Sireli Maqala
- Born: March 21, 2000 (age 25) Fiji
- Height: 1.75 m (5 ft 9 in)

Rugby union career
- Position(s): Centre, Wing, Fullback

Senior career
- Years: Team / Apps / (Points)
- 2021–: Bayonne / 53 / (85)

International career
- Years: Team / Apps / (Points)
- 2022–: Fiji / 9 / (5)

National sevens team
- Years: Team /  / Comps
- 2021–: Fiji
- Medal record
Representing Fiji
Men's rugby sevens
Summer Olympics
| Gold medal – first place | 2020 Tokyo | Team competition |
Commonwealth Games
| Silver medal – second place | 2022 Birmingham | Team competition |

= Sireli Maqala =

Fijian rugby sevens player (born 2000)

Sireli Maqala (born 20 March 2000) is a Fijian rugby union player.

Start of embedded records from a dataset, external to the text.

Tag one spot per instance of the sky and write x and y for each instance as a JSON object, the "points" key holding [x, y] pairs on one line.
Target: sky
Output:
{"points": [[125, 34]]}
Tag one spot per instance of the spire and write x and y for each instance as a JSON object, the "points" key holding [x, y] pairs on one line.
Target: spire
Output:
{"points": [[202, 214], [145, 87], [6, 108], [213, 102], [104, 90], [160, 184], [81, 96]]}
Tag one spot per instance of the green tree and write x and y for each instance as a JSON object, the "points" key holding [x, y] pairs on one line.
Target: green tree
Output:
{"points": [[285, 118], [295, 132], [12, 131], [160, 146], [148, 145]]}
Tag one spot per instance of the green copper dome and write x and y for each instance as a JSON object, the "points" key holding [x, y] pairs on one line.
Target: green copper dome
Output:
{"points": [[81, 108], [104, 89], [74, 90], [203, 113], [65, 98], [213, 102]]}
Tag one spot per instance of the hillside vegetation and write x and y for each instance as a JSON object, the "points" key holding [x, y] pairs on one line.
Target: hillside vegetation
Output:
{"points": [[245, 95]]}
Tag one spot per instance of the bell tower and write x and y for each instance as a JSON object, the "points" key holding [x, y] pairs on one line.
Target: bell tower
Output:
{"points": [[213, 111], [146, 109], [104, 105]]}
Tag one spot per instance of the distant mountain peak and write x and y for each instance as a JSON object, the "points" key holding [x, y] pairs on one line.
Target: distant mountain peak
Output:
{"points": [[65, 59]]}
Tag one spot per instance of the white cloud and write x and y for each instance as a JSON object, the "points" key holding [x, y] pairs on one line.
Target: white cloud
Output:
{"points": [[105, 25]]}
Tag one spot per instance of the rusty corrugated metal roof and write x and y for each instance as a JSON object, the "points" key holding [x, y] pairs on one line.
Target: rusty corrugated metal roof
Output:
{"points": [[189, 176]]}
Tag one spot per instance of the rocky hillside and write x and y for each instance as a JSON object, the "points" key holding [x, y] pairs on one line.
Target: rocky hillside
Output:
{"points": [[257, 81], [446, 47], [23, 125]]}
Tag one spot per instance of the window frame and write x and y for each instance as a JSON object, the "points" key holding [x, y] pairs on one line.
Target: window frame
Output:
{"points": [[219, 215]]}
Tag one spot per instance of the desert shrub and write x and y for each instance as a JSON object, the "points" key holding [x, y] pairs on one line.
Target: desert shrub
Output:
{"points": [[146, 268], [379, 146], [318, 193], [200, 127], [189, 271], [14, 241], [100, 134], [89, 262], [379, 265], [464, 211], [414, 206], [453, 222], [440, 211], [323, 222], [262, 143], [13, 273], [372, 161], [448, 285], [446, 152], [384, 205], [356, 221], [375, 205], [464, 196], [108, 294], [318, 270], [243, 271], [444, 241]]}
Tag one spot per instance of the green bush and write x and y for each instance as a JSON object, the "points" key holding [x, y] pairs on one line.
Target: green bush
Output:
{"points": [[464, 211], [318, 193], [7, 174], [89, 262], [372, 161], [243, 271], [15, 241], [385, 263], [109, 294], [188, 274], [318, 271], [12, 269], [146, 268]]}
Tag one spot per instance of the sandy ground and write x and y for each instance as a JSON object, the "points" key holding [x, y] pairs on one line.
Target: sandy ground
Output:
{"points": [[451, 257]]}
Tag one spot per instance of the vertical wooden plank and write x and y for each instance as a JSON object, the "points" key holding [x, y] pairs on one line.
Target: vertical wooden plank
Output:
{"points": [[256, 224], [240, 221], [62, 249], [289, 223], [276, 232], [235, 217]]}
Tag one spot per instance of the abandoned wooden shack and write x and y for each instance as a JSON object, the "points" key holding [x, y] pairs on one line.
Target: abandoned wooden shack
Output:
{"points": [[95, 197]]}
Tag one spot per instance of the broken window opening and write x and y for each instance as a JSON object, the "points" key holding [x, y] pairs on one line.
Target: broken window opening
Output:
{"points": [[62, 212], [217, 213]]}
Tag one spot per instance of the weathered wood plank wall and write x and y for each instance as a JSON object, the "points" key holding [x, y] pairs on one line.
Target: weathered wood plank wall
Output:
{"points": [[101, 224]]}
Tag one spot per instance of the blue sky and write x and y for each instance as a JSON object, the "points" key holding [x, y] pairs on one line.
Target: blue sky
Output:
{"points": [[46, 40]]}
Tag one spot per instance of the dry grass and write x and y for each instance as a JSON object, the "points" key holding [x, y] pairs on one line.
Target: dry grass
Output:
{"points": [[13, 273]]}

He plays for Bayonne in the French Top 14 and for Fiji.

==Rugby sevens==

Maqala was selected in the Fijian squad for the 2021 Oceania Sevens Championship, a warm-up tournament prior to the 2020 Summer Olympics. In July 2021, he was named in the Fijian squad for the rugby sevens at the Olympics which would go on to win a gold medal.

Maqala was part of the Fiji sevens team that won a silver medal at the 2022 Commonwealth Games.